Rituels du coucher et environnement de la chambre : ce qui aide vraiment
Les ajustements pratiques ne remplacent pas un avis médical, mais ils agissent sur la qualité du sommeil de façon mesurable.
- Maintenir des horaires de coucher et de lever réguliers, y compris le week-end, recale l’horloge biologique. C’est le levier le plus simple et le plus efficace.
- Limiter les siestes à une courte pause en début d’après-midi (pas après 15 h) évite de rogner sur la pression de sommeil du soir.
- Réduire l’exposition à la lumière vive en soirée et favoriser la lumière naturelle le matin aide à resynchroniser le rythme circadien décalé.

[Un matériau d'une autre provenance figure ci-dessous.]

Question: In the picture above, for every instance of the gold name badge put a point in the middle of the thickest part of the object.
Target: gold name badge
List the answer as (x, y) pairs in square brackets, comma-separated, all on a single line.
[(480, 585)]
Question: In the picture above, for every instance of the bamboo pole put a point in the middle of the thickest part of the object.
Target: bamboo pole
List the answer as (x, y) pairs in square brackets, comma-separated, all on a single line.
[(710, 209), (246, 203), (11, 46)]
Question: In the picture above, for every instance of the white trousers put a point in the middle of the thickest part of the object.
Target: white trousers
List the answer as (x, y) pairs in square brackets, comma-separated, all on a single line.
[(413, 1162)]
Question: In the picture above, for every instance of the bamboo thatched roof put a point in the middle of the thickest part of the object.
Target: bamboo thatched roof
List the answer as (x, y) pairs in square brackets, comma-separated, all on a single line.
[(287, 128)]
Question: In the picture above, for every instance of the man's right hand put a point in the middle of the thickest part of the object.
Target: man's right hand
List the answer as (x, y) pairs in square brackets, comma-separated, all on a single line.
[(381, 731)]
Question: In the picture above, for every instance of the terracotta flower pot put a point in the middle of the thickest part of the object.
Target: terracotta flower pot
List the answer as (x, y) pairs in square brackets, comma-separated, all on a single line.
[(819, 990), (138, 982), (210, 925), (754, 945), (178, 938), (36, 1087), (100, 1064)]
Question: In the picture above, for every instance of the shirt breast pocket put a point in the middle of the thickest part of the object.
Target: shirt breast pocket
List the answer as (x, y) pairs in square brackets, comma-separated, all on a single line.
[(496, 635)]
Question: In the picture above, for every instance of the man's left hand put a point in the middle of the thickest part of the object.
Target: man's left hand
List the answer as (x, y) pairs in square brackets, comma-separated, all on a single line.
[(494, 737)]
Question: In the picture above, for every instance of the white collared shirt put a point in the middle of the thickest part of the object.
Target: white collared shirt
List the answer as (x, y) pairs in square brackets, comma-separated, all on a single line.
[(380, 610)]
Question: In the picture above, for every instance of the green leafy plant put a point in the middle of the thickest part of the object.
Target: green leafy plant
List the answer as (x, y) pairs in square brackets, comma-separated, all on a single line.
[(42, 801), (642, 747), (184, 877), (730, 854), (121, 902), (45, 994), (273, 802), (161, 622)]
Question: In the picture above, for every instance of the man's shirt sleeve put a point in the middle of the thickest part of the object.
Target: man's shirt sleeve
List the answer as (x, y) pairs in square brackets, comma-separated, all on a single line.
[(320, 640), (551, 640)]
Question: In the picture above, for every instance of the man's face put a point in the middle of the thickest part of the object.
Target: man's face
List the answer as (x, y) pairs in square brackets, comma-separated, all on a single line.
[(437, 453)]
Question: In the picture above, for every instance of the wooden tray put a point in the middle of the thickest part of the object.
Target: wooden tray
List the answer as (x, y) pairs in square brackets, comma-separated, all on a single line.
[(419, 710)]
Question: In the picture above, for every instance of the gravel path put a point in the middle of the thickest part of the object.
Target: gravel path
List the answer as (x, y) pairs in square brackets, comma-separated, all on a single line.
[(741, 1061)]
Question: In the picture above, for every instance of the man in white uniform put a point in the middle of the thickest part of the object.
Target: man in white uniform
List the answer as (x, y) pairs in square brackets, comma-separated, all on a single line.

- Garder la chambre comme un lieu réservé au sommeil, sans télévision ni tablette, réduit l’association mentale entre le lit et l’éveil.
L’activité physique modérée dans la journée, même une marche de courte durée, contribue à améliorer la qualité du sommeil nocturne. En revanche, l’exercice en fin de journée peut retarder l’endormissement.
Le sommeil interrompu chez les personnes âgées mérite toujours une évaluation avant d’être banalisé. Un réveil nocturne qui ne gêne pas la journée ne nécessite pas de traitement. Un sommeil fragmenté qui altère la vigilance, l’humeur ou l’équilibre appelle un bilan médical, en commençant par vérifier les médicaments en cours et les causes physiques traitables.